When starting a small company, there are many things to consider. In the early stages, funding, business plans, marketing and other aspects can take up so much of the time but are especially important. One aspect of business that is often put aside is cybersecurity. As businesses become more digitalised, APAC startups and SMEs must be more aware of protecting themselves from cyber-attacks. After a 168% increase in attacks in the region in 2021, cybersecurity in APAC becomes even more of a hot topic and the importance of endpoint security for startups should no longer be ignored. 

But what is endpoint security and what steps can small to medium-sized businesses take to protect themselves from the threat posed by hackers?

What is endpoint security?

Almost every company relies on computers to function. Whether it is a small corner shop using a laptop to conduct its banking, bookkeeping tasks and track orders, or an eCommerce company managing its entire processes online, the internet is ubiquitous in enterprises. Any computer, tablet or smartphone used for communications when conducting business is considered an endpoint and is a potential target for those wishing to access information illegally.

Jayden Soh from HKBN JOS shares why we should revamp endpoint security

Therefore, it is important to ensure that all devices are protected from potential cyberattacks in order to protect company data, bank accounts, and any other information essential to business operations. There are numerous tools out there that provide different forms of protection, such as Oxeye.io, which detects vulnerabilities in modern distributed applications.

Potential threats to SMEs

As most companies use cloud-based storage for their data, this can give them a false sense of security. With very little stored on computers or other devices, startups can feel protected when the opposite is frequently true. Information is generally safe if it is stored in the cloud, but it can be hacked if proper security measures are not taken, which is where many SMEs fail. 
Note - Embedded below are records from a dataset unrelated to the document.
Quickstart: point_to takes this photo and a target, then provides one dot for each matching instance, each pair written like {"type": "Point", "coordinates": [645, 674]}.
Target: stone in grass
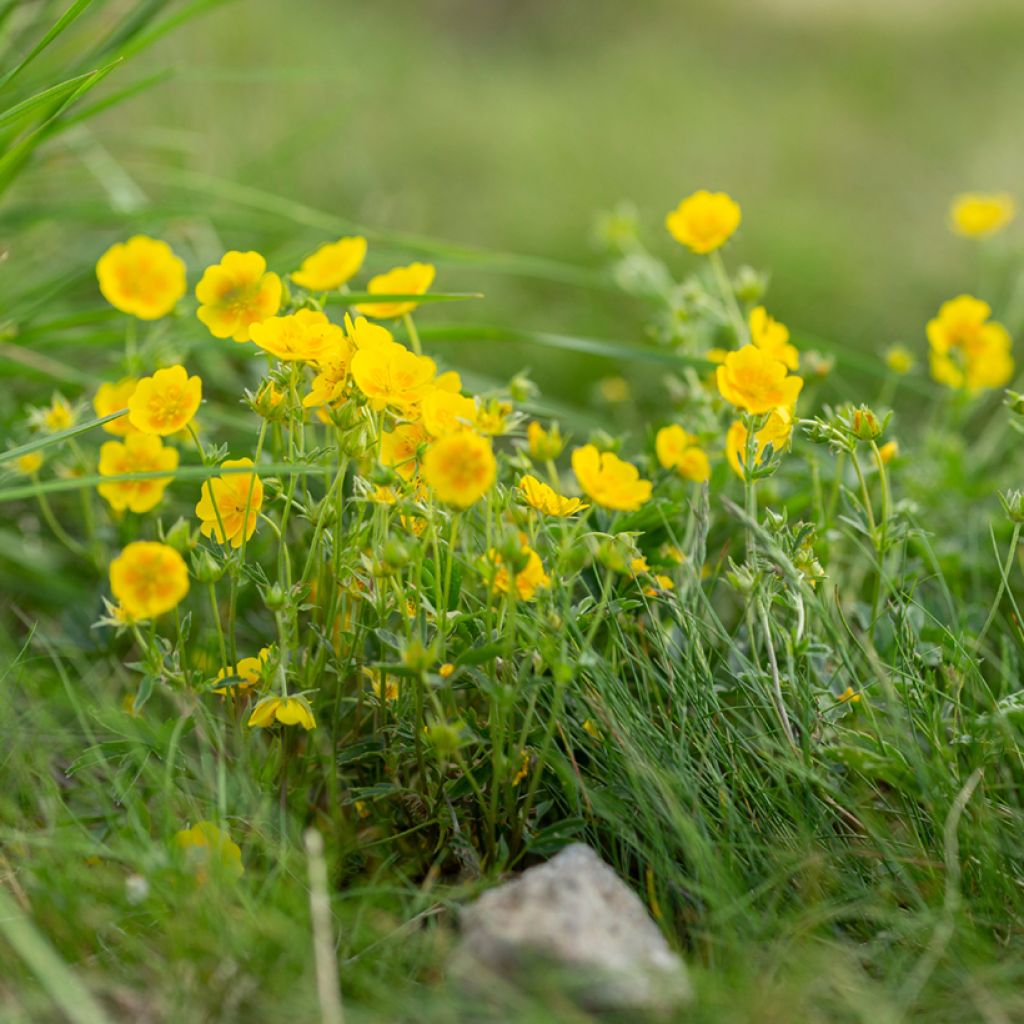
{"type": "Point", "coordinates": [570, 927]}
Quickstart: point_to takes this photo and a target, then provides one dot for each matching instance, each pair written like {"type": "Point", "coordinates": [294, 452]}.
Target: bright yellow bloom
{"type": "Point", "coordinates": [976, 215]}
{"type": "Point", "coordinates": [165, 402]}
{"type": "Point", "coordinates": [413, 280]}
{"type": "Point", "coordinates": [753, 380]}
{"type": "Point", "coordinates": [148, 579]}
{"type": "Point", "coordinates": [704, 221]}
{"type": "Point", "coordinates": [141, 276]}
{"type": "Point", "coordinates": [460, 468]}
{"type": "Point", "coordinates": [679, 451]}
{"type": "Point", "coordinates": [608, 480]}
{"type": "Point", "coordinates": [237, 293]}
{"type": "Point", "coordinates": [288, 711]}
{"type": "Point", "coordinates": [772, 338]}
{"type": "Point", "coordinates": [138, 454]}
{"type": "Point", "coordinates": [210, 850]}
{"type": "Point", "coordinates": [332, 264]}
{"type": "Point", "coordinates": [547, 500]}
{"type": "Point", "coordinates": [391, 376]}
{"type": "Point", "coordinates": [230, 504]}
{"type": "Point", "coordinates": [969, 350]}
{"type": "Point", "coordinates": [111, 397]}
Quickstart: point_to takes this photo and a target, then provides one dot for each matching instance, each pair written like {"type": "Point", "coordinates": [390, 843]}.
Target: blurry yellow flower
{"type": "Point", "coordinates": [332, 264]}
{"type": "Point", "coordinates": [209, 850]}
{"type": "Point", "coordinates": [413, 280]}
{"type": "Point", "coordinates": [460, 468]}
{"type": "Point", "coordinates": [756, 382]}
{"type": "Point", "coordinates": [138, 454]}
{"type": "Point", "coordinates": [704, 221]}
{"type": "Point", "coordinates": [141, 276]}
{"type": "Point", "coordinates": [547, 500]}
{"type": "Point", "coordinates": [608, 480]}
{"type": "Point", "coordinates": [288, 711]}
{"type": "Point", "coordinates": [679, 451]}
{"type": "Point", "coordinates": [165, 402]}
{"type": "Point", "coordinates": [230, 504]}
{"type": "Point", "coordinates": [976, 215]}
{"type": "Point", "coordinates": [111, 397]}
{"type": "Point", "coordinates": [237, 293]}
{"type": "Point", "coordinates": [391, 376]}
{"type": "Point", "coordinates": [772, 338]}
{"type": "Point", "coordinates": [148, 579]}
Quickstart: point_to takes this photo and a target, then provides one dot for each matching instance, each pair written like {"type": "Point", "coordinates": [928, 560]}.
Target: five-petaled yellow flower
{"type": "Point", "coordinates": [609, 481]}
{"type": "Point", "coordinates": [680, 451]}
{"type": "Point", "coordinates": [539, 496]}
{"type": "Point", "coordinates": [413, 280]}
{"type": "Point", "coordinates": [460, 468]}
{"type": "Point", "coordinates": [230, 504]}
{"type": "Point", "coordinates": [237, 293]}
{"type": "Point", "coordinates": [148, 579]}
{"type": "Point", "coordinates": [752, 380]}
{"type": "Point", "coordinates": [137, 454]}
{"type": "Point", "coordinates": [704, 221]}
{"type": "Point", "coordinates": [977, 215]}
{"type": "Point", "coordinates": [165, 402]}
{"type": "Point", "coordinates": [332, 265]}
{"type": "Point", "coordinates": [141, 276]}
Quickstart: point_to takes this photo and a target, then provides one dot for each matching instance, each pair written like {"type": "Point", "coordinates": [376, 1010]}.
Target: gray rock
{"type": "Point", "coordinates": [570, 926]}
The COVID-19 pandemic has changed the way we work. Many companies felt that they needed to allow their employees the opportunity to work from home. This left many companies vulnerable and surprised by moving away from an easily monitored and secure workplace and opened the door to cyberattacks.. Increased use of cloud applications without the necessary security protocols became a gilt-edged invitation to hackers. 

Some large companies, such as insurance giants AXA and Tokio Marine Group, violated security breaches in 2021. The Indonesian Government and Southeast Asian Military organisations were also victims, demonstrating how vulnerable even governmental bodies can be when faced with determined cybercriminals. These breaches should warn any business, regardless of its size or functions, of the necessity for robust security for all aspects of online activity. 

How can SMEs protect themselves from cyberattacks?

While no strategies or even the tightest security is 100% foolproof, taking the following measures to protect data are critical for any SME: 

Implement management controls: All devices used for businesses need to have security protocols consisting of secure passwords, limited access to sensitive data, restricted administration privileges and strict usage policies. If possible, use Two Factor Authentication for access to essential data.

If the company has an IT department, they should have the responsibility for instigating such protocols and be able to disable or restrict the usage of devices remotely in case of theft or loss. The owner or their administration can take on this role for smaller companies. The employment of a Managed Security Provider (MSP) or usage of a Security as a Service (SECaaS) company may also be viable options.

Secure encryption: Ensure that all applications have end to end encryption and that all data passes through secure channels. 

Install security software: Antivirus and malware software should be installed on all devices to identify and prevent any attempted security breaches, protect against malware, and warn of unsafe websites or applications that may cause damage. 

Keep apps and software updated: To ensure optimal safety, install new updates or patches for programmes or software on all devices as soon as they are released. 

Impact of cybersecurity breaches

The current economic climate is challenging for almost every business. Global health issues, wars and environmental threats have slowed growth and made surviving in this economic landscape even more difficult. APAC startups and SMEs are as vulnerable as any others while growing an enterprise in the face of these difficulties. Many have had to pivot from their original business plans and work with remote teams to achieve their goals, leaving a door open for exploitation by hackers.

With the rise of threats to cybersecurity in APAC, it’s important to realise that the consequences of a security breach may be far-reaching and not just financial. The theft of sensitive data leaves companies facing a PR crisis and consumers having less faith in the firm. When trust is broken, it is often hard to regain it, and consumers will choose to take their business elsewhere.

Damaged reputations, loss of money and company data can all be a death knell for a small enterprise with limited resources. Endpoint security for startups is critical to protect against possible attacks, even for small businesses.